Montrö tartışması, laiklik, darbe

Erdoğan bir gece yarısı aldığı kararlarla kendi saflarını sağlamlaştırmak için adımlar atarken, aynı zamanda farklı yöndeki iş birliklerini kaybediyor. Bunun sahaya nasıl yansıyacağı, eğer olursa, seçimler yaklaştıkça  görülecektir.

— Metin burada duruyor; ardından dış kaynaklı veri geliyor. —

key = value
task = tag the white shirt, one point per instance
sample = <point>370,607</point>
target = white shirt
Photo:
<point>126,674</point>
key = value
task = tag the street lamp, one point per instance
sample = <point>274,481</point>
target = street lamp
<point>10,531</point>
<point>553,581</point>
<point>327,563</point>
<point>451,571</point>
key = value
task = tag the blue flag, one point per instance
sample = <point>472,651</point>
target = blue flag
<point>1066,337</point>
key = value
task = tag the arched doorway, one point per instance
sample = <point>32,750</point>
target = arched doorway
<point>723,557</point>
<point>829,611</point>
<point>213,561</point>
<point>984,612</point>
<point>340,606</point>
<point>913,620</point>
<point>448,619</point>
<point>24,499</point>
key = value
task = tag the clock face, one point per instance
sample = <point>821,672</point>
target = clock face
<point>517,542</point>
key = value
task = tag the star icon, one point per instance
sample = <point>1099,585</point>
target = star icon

Gündeme her gün ateşli bir konu düşüyor. Şimdi de 103 emekli amiralin Montrö üzerine yapılan tartışmalarla ilgili açıklaması gündeme geldi ve Cumhur İttifakı cephesinden öfkeli salvo atışları başladı. Elbette tartışma hemen darbe konusuna dönüştü; arka arkaya “haddinizi bilin” açıklamaları geliyor. Her yönden sıkışan Saray için tadını çıkara çıkara konuşacağı yeni bir konu mu çıktı? Pek öyle görünmüyor. CHP “yeni gündeme” katılmayacaklarını söylerken; Akşener, partisinden yapılan ilk destek açıklamasını duymazdan gelerek emekli subayların bildirisini “zevzeklik” olarak eleştirdi.

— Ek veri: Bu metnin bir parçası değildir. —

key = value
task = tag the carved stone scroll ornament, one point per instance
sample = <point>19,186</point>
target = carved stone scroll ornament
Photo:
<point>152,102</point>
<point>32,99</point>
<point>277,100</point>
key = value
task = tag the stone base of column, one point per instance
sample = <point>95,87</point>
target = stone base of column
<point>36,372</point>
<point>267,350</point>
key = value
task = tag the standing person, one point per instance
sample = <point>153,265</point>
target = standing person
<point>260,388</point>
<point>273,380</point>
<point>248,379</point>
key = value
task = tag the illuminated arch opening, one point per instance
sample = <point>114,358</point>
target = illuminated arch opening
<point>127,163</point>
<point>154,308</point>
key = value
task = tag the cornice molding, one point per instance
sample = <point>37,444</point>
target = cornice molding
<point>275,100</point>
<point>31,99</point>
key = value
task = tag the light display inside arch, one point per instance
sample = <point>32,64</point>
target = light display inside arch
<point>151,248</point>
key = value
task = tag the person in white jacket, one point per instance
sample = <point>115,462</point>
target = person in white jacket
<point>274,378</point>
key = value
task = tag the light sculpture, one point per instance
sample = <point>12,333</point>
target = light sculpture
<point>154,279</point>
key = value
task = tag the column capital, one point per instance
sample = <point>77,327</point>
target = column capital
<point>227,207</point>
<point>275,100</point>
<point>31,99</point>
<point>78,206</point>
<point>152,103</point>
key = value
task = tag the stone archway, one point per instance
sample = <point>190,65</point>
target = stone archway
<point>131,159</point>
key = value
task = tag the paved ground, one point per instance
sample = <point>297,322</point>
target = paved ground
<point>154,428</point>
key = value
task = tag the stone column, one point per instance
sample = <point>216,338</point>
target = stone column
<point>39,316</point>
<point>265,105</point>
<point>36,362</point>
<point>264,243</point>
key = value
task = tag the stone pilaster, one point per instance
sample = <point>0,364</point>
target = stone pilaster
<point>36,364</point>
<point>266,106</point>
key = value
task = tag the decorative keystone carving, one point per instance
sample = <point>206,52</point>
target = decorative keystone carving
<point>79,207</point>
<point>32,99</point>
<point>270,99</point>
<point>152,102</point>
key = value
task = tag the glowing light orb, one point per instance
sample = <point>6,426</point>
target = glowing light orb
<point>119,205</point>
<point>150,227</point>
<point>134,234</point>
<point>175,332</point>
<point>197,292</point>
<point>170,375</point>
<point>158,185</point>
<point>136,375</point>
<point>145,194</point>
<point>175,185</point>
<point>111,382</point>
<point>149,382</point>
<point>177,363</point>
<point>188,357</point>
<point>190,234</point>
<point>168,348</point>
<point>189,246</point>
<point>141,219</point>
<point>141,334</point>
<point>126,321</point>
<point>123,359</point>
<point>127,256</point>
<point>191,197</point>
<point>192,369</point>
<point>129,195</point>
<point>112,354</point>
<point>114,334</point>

Konunun birkaç önemli noktası var. İktidarı bu kadar öfkelendiren emekli amirallerin Montrö vurgusundan değil, daha farklı yönlerden gelmektedir.

“Emekli amirallerin açıklamasında hükümeti bu kadar öfkelendiren acaba, açıklamada Anayasanın temel ilkelerinin -ki burada ima edilenin laiklik ilkesi olduğu sonucu çıkarılabilir- değişmemesi gerektiği söylenmesi mi? İsim verilmeden Tuğamiral Mehmet Sarı’nın üzerinde üniformasıyla bir İslami cemaat toplantısına katıldığının ortaya çıkmasına tepki gösterilmiş olması mı? Atatürk’ün Türkiye’ye çizdiği çağdaş rotadan uzaklaşma çabalarının kınanması mı? Muhtemelen Montrö tartışmasının Cemaat toplantısında görüntülenen amiralle aynı metinde yer alması işi şirazesinden, tartışmayı Montrö tartışması olmaktan çıkardı.” (Yetkin Report, Murat Yetkin)

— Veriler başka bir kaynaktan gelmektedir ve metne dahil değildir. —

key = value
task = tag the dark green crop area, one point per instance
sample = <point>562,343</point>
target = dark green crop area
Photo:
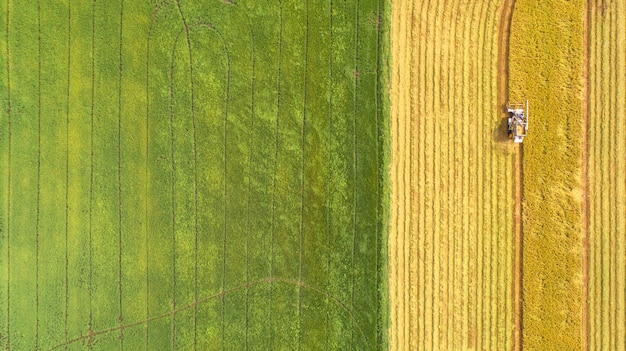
<point>193,175</point>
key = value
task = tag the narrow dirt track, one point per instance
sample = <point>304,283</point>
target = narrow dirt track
<point>585,180</point>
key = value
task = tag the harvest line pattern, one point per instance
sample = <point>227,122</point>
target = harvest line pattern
<point>444,131</point>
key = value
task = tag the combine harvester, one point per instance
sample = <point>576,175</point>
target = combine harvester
<point>518,121</point>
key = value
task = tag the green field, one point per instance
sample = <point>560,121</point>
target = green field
<point>193,175</point>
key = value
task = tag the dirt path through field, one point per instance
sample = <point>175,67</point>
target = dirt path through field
<point>585,180</point>
<point>504,32</point>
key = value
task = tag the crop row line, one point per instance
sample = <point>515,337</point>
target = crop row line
<point>276,147</point>
<point>220,295</point>
<point>37,220</point>
<point>67,169</point>
<point>119,173</point>
<point>329,162</point>
<point>250,163</point>
<point>302,170</point>
<point>173,185</point>
<point>8,236</point>
<point>355,154</point>
<point>195,162</point>
<point>155,14</point>
<point>91,171</point>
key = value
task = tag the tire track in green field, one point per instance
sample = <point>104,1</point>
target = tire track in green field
<point>355,154</point>
<point>91,171</point>
<point>276,147</point>
<point>37,220</point>
<point>173,183</point>
<point>302,182</point>
<point>250,163</point>
<point>119,174</point>
<point>8,235</point>
<point>329,165</point>
<point>269,280</point>
<point>67,169</point>
<point>195,162</point>
<point>155,14</point>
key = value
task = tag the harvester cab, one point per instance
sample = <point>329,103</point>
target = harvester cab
<point>518,121</point>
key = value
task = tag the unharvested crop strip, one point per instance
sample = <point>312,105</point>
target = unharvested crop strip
<point>302,181</point>
<point>119,175</point>
<point>484,201</point>
<point>434,80</point>
<point>453,227</point>
<point>276,147</point>
<point>419,113</point>
<point>585,176</point>
<point>269,280</point>
<point>67,164</point>
<point>447,165</point>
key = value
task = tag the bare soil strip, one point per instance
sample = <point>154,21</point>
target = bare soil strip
<point>585,180</point>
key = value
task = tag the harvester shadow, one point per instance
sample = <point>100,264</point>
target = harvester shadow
<point>501,130</point>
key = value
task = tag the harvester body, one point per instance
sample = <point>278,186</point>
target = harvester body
<point>518,121</point>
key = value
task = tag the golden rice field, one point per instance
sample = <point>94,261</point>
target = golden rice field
<point>452,176</point>
<point>606,175</point>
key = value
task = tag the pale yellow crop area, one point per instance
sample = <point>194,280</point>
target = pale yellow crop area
<point>452,180</point>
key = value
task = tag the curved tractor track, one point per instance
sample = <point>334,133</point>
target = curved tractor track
<point>452,178</point>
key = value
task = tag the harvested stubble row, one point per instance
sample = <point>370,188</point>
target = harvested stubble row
<point>451,234</point>
<point>607,187</point>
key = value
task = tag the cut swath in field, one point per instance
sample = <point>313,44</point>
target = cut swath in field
<point>451,237</point>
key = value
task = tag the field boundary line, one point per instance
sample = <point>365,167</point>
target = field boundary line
<point>302,180</point>
<point>585,175</point>
<point>269,280</point>
<point>276,147</point>
<point>378,176</point>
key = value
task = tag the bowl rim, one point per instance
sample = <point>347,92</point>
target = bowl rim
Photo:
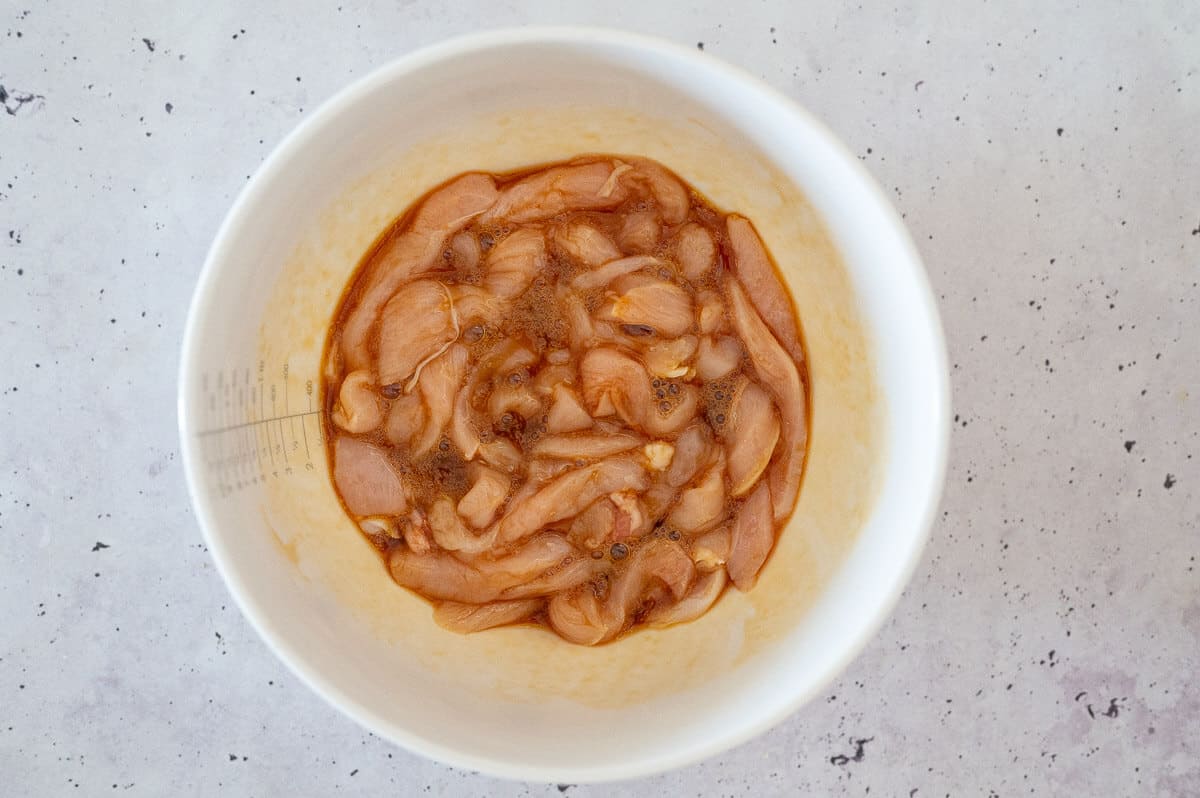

Konunun Montrö’den farklı noktalara kayması, tam da yeni Anayasa tartışmaları öncesi Cumhur İttifakı için sıkıntılı sonuçlar yaratabilir. Laiklik vurgusu ve cemaatte namaz kılan generale dolaylı eleştiri epeydir biriken sorunların, keyfileştirilen devlet kurumlarının içinde bilemediğimiz gerilimlerin ortaya dökülmesinde bir başlangıç olur mu?

Konu birkaç yönden önem taşıyor. İlki, Montrö’nün kendisidir. Saray’ın bu konuda saklı bir niyeti varsa, sorunun onun boyunu çok aşan bir büyüklüğe sahip olduğu açıktır. Montrö’yü aşındırmak isteyenin ABD olduğu biliniyor. Karadeniz’de Rusya ile bilek güreşinde Montrö, Biden yönetimi için engeldir. Öte yandan, anlaşmanın korunmasında çok titiz olan ise Rusya’dır. Üstelik bu günlerde ABD, Ukrayna üzerinden Rusya ile gerilimi yükseltmeye hazırlanıyor. Tam bu arada bir Montrö tartışması Washington için tadından yenmez bir fırsat olur. Ancak bu gerilim Ankara’nın kapasitesini çok aşar.

Tartışmanın bir diğer yanı, emekli amirallerle Saray’ın “mavi vatan” stratejisinde kol kola gittiği biliniyor. Yayınlanan bildiri ile bu “stratejik ittifak” bozulmuş mu oluyor? Bu konu birkaç amiralden öteye anlama sahiptir. 15 Temmuz darbesi sonrası gelişen dirsek teması Erdoğan’ın son U dönüşü ile riske mi girmiştir? Öyle görünüyor.

Erdoğan bir gece yarısı aldığı kararlarla kendi saflarını sağlamlaştırmak için adımlar atarken, aynı zamanda farklı yöndeki iş birliklerini kaybediyor. Bunun sahaya nasıl yansıyacağı, eğer olursa, seçimler yaklaştıkça  görülecektir.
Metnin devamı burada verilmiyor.